I shouldn't enjoy this - self callout

The lead housemate and I have had a lot of back and forth, and even 2 awesome friends that have come to my aid. For a while, I thought of myself as feeding off this person's misery, but now I'm thinking... is that who I really want to become?

Yeah, this person's "pain and suffering" is being triggered by being held accountable for being shitty and selfish, and that's not my problem, but I should feed off of it. It might be a mindset that I put myself into to be able to get some enjoyment out of the situation, since I'm forced to be in it anyway.

I'm glad I called myself out on needing to take a chill pill because I've caught myself going down a vindictive mindset. A place that I've been before that has shallow enjoyment, but not good for my soul. And, I don't totally rebuke that place, but I have to call enough being enough on myself, when it affects my overall mannerisms. 

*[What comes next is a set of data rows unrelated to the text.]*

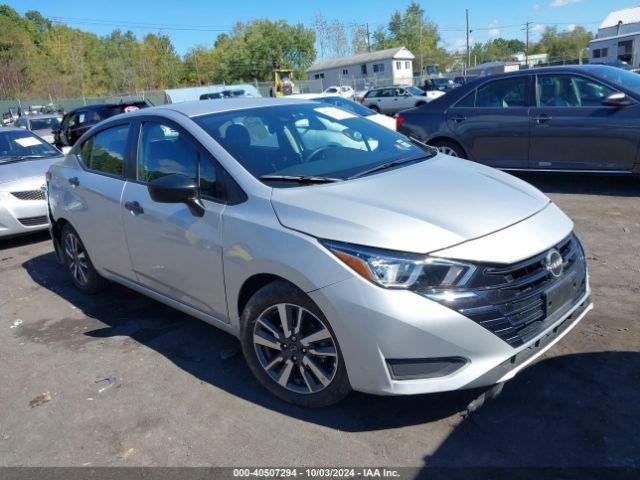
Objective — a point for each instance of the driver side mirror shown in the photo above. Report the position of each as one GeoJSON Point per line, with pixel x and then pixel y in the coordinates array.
{"type": "Point", "coordinates": [618, 99]}
{"type": "Point", "coordinates": [177, 188]}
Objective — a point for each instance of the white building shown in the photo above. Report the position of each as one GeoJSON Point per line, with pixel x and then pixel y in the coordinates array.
{"type": "Point", "coordinates": [394, 65]}
{"type": "Point", "coordinates": [618, 38]}
{"type": "Point", "coordinates": [531, 60]}
{"type": "Point", "coordinates": [493, 68]}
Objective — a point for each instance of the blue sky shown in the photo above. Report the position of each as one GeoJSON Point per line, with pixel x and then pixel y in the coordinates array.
{"type": "Point", "coordinates": [198, 22]}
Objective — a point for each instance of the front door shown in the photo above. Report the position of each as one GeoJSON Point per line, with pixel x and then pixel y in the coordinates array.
{"type": "Point", "coordinates": [493, 126]}
{"type": "Point", "coordinates": [572, 130]}
{"type": "Point", "coordinates": [173, 251]}
{"type": "Point", "coordinates": [93, 198]}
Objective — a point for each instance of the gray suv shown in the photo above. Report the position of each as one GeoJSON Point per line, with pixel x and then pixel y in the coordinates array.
{"type": "Point", "coordinates": [342, 254]}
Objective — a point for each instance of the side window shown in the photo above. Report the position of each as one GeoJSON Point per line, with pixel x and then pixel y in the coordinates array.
{"type": "Point", "coordinates": [569, 91]}
{"type": "Point", "coordinates": [105, 151]}
{"type": "Point", "coordinates": [467, 101]}
{"type": "Point", "coordinates": [162, 151]}
{"type": "Point", "coordinates": [505, 93]}
{"type": "Point", "coordinates": [590, 93]}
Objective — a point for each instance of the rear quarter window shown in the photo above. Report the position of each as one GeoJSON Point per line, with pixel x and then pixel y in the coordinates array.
{"type": "Point", "coordinates": [468, 101]}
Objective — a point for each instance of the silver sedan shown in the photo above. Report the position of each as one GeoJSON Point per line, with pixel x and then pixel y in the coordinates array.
{"type": "Point", "coordinates": [24, 161]}
{"type": "Point", "coordinates": [342, 254]}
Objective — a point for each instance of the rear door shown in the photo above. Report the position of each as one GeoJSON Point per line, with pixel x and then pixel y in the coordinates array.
{"type": "Point", "coordinates": [174, 252]}
{"type": "Point", "coordinates": [572, 130]}
{"type": "Point", "coordinates": [492, 122]}
{"type": "Point", "coordinates": [93, 198]}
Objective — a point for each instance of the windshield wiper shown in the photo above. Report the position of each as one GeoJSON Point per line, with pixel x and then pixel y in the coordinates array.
{"type": "Point", "coordinates": [305, 179]}
{"type": "Point", "coordinates": [386, 165]}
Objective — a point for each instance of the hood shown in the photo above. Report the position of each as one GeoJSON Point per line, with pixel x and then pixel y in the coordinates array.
{"type": "Point", "coordinates": [16, 171]}
{"type": "Point", "coordinates": [417, 208]}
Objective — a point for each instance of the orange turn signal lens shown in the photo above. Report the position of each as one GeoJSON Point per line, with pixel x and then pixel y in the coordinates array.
{"type": "Point", "coordinates": [355, 263]}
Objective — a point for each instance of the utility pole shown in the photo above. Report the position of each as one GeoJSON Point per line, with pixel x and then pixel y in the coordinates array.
{"type": "Point", "coordinates": [420, 44]}
{"type": "Point", "coordinates": [368, 38]}
{"type": "Point", "coordinates": [468, 51]}
{"type": "Point", "coordinates": [527, 27]}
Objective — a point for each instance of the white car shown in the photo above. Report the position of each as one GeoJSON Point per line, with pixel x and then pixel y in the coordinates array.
{"type": "Point", "coordinates": [24, 160]}
{"type": "Point", "coordinates": [391, 100]}
{"type": "Point", "coordinates": [350, 106]}
{"type": "Point", "coordinates": [344, 91]}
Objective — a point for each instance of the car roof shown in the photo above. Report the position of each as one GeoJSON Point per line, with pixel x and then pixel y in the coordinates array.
{"type": "Point", "coordinates": [199, 107]}
{"type": "Point", "coordinates": [311, 96]}
{"type": "Point", "coordinates": [546, 70]}
{"type": "Point", "coordinates": [100, 106]}
{"type": "Point", "coordinates": [13, 129]}
{"type": "Point", "coordinates": [43, 115]}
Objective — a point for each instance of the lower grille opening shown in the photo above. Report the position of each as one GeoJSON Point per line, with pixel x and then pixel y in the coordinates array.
{"type": "Point", "coordinates": [415, 368]}
{"type": "Point", "coordinates": [29, 195]}
{"type": "Point", "coordinates": [523, 299]}
{"type": "Point", "coordinates": [33, 221]}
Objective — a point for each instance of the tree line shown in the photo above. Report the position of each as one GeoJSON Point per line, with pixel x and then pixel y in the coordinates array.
{"type": "Point", "coordinates": [41, 58]}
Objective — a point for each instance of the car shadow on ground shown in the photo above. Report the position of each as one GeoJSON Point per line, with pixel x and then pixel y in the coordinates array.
{"type": "Point", "coordinates": [583, 183]}
{"type": "Point", "coordinates": [580, 410]}
{"type": "Point", "coordinates": [24, 240]}
{"type": "Point", "coordinates": [574, 398]}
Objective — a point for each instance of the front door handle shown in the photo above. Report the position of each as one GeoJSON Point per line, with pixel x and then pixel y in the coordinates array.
{"type": "Point", "coordinates": [542, 118]}
{"type": "Point", "coordinates": [134, 207]}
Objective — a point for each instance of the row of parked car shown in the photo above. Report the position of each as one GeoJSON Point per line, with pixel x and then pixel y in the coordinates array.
{"type": "Point", "coordinates": [343, 255]}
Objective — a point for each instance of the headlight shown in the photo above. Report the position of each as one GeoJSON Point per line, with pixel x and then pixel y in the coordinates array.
{"type": "Point", "coordinates": [402, 270]}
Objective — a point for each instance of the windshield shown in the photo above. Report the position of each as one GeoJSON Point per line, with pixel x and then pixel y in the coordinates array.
{"type": "Point", "coordinates": [44, 123]}
{"type": "Point", "coordinates": [347, 105]}
{"type": "Point", "coordinates": [623, 78]}
{"type": "Point", "coordinates": [22, 145]}
{"type": "Point", "coordinates": [414, 90]}
{"type": "Point", "coordinates": [306, 140]}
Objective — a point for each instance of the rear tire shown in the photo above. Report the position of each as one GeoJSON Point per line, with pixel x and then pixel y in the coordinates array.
{"type": "Point", "coordinates": [299, 361]}
{"type": "Point", "coordinates": [84, 275]}
{"type": "Point", "coordinates": [450, 148]}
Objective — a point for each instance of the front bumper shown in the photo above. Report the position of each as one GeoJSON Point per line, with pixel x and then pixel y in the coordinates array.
{"type": "Point", "coordinates": [374, 325]}
{"type": "Point", "coordinates": [18, 217]}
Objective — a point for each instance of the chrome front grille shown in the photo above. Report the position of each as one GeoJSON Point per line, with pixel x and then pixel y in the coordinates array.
{"type": "Point", "coordinates": [513, 301]}
{"type": "Point", "coordinates": [29, 195]}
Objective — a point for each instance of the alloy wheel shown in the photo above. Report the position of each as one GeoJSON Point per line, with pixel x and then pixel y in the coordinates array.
{"type": "Point", "coordinates": [76, 258]}
{"type": "Point", "coordinates": [295, 348]}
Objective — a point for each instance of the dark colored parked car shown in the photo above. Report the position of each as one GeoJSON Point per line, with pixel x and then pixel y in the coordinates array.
{"type": "Point", "coordinates": [80, 120]}
{"type": "Point", "coordinates": [572, 118]}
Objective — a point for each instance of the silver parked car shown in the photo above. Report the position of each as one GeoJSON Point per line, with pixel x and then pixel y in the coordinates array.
{"type": "Point", "coordinates": [391, 100]}
{"type": "Point", "coordinates": [343, 255]}
{"type": "Point", "coordinates": [41, 124]}
{"type": "Point", "coordinates": [24, 161]}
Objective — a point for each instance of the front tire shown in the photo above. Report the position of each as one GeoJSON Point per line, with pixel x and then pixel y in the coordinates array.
{"type": "Point", "coordinates": [291, 348]}
{"type": "Point", "coordinates": [84, 275]}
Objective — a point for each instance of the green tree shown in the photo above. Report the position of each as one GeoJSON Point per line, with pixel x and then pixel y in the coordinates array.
{"type": "Point", "coordinates": [415, 31]}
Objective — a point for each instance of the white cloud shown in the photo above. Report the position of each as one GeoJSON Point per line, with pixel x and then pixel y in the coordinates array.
{"type": "Point", "coordinates": [563, 3]}
{"type": "Point", "coordinates": [494, 31]}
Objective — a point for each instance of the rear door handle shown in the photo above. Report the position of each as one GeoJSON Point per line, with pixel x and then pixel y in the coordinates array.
{"type": "Point", "coordinates": [542, 118]}
{"type": "Point", "coordinates": [134, 207]}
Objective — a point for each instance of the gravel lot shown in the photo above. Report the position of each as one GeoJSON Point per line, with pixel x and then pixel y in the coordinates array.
{"type": "Point", "coordinates": [183, 395]}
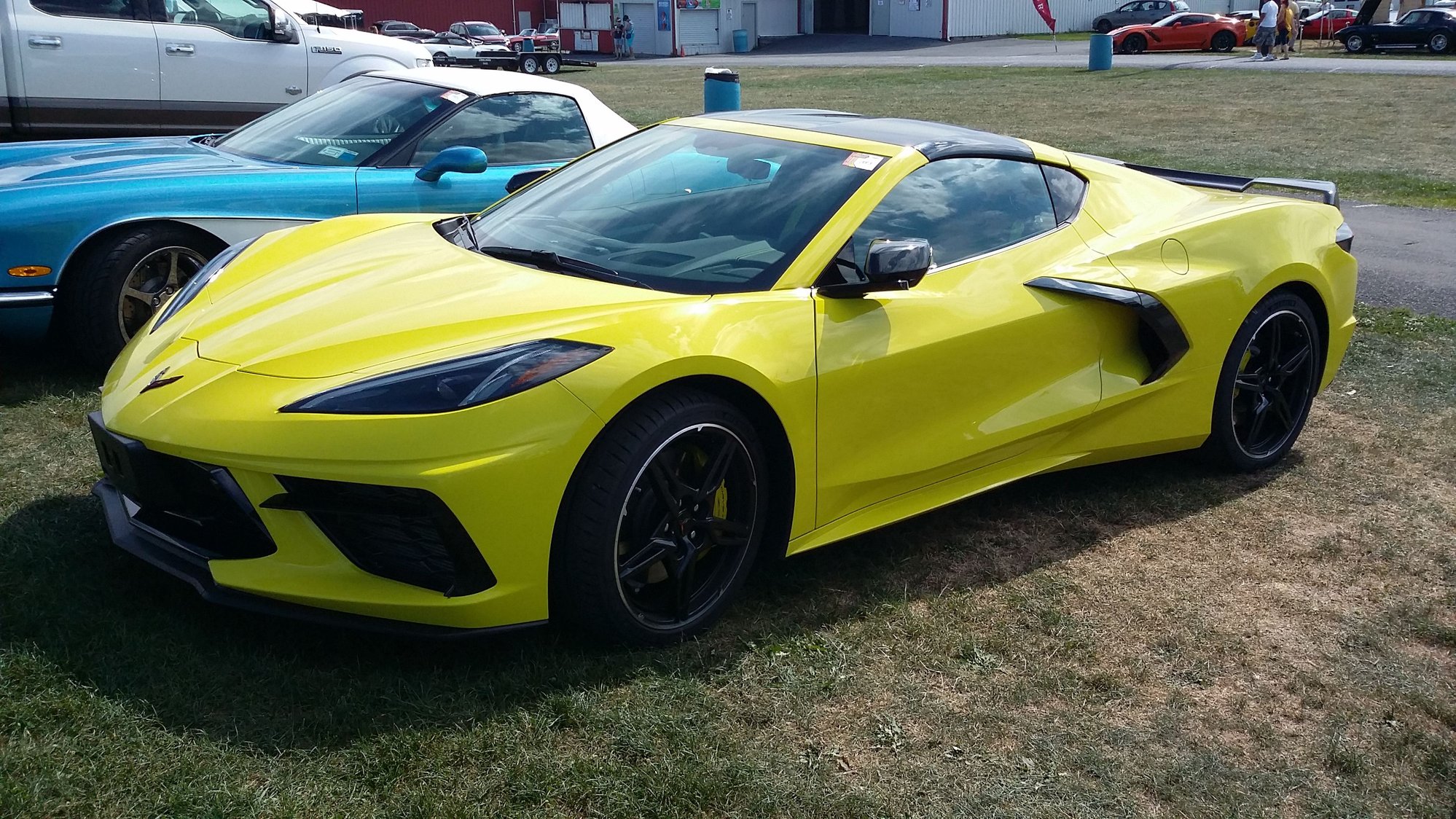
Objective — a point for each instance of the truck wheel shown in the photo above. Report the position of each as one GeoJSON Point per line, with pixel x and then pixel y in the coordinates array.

Sometimes, some people truly deserve suffering. And, that includes people who try to put their personal issues and other people's personal issues up as a fornt to excuse trying to make someone feel unwelcome and trying to guilt someone about staying somewhere safe during a pandemic. But, I need to let them live in their misery,  and not try to indulge in it from any self-made moral standpoint. 

But, that does not mean I will not continue to hold people accountable. It's that enjoying punishment is when it becomes abusive. I'm going to continue to learn from others and not turn into anything like my deranged housemates.